Between 1987 & 1993 more than 25,000 acres of vineyards were planted with international varieties. Cabernet Sauvignon has finally overtaken Pais as the most planted grape. Syrah & Pinot Noir have been planted in increasing quantities and have shown that they can produce excellent wines.
Better vine identification was another key change. Much of the Sauvignon Blanc in Chile was actually Sauvignon Vert or Sauvignonasse. Some of that is being replaced & the rest is being used more often in cheaper blends with the goal being that wines labeled Sauvignon Blanc from Chile will actually be Sauvignon Blanc. More importantly, it was determined that much of the Merlot harvested in Chile was actually Carmenère. This was important for two reasons. The first reason is that understanding the difference enabled higher quality Merlot to be produced in Chile. Carmenère ripens about 2-3 weeks after Merlot. Because they had previously harvested the Carmenère at the same time as the Merlot, the final wines tended to be green if picked when the Merlot was ripe, & overly jammy if picked when the Carmenère was ripe. By picking them separately as much as possible (due to their being planted in field blends this can be difficult), Chilean Merlot has become much more consistently solid. In 1996, Marcelo Retamal produced probably the world’s first varietally labeled Carmenère. Since Chile is the primary country producing Carmenère, it has become a calling card for the country’s wines in general in the same way that Oregon is known for Pinot Noir, Spain is known for Tempranillo, or Argentina is known for Malbec.
More modern canopy management was introduced in the 1990’s. There are now fewer grapes in the tendone or bush vines systems.
Some growers began using grafted root stocks in areas where nematodes were particularly problematic.
Production techniques
Prior to 1990, most Chilean producers used vats made of cement or the indigenous rauli wood (evergreen beech wood).
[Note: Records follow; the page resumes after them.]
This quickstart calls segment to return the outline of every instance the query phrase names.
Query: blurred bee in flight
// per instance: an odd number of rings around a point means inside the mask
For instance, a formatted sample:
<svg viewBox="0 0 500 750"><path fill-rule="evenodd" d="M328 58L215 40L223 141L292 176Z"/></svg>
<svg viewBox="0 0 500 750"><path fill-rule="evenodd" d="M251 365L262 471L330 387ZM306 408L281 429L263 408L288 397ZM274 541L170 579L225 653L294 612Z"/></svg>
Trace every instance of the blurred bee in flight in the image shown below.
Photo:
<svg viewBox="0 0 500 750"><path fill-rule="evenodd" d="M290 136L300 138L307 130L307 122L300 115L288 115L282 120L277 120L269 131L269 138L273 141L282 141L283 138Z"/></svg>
Most of the barrels were decades old. The wave of investment allowed a broad move to stainless steel tanks. In 1979 there were zero stainless steel fermentation tanks in Chile. By 2003, the percentage of wines stored in stainless steel equaled 50% of the total (per SAG Servicio Agricola Ganadero – Chilean Government 2003). As much as 15% of the storage was in French & American oak by that time. The trend has been upwards in recent years. Barrel fermentation in new French or American oak barrels is a common occurrence now & would have been almost unheard of prior to the 1990’s. This has been a particular success with cooler climate Chardonnays.
Other equipment previously rare in Chile has become standard issue. Most large wineries & quality small ones now have new stainless steel presses & modern filters. Many of the new wineries have been designed with gravity flow systems.
Carmenère is not the only older Chilean grape that has benefited from the new viticultural & production techniques. Carignan has been produced in Chile since the 1940’s, but it is only in the last 15 years or so that old vine Carignan has been treated as a premium variety. Carignan from Maule has been winning awards as a single varietal wine. The VIGNO group (Vignadores de Carignane) has helped spread the techniques to turn it into a delicious varietal wine rather than a component in a cheap blend.

 

While poor wine is still made in Chile as it is everywhere in the world, the quality of its wines has grown by leaps & bounds over the last 25 years. It appears that the combination of relative political stability and economic prosperity together with increased investment, better viticultural practices, & more modern production techniques, has elevated the wines of Chile.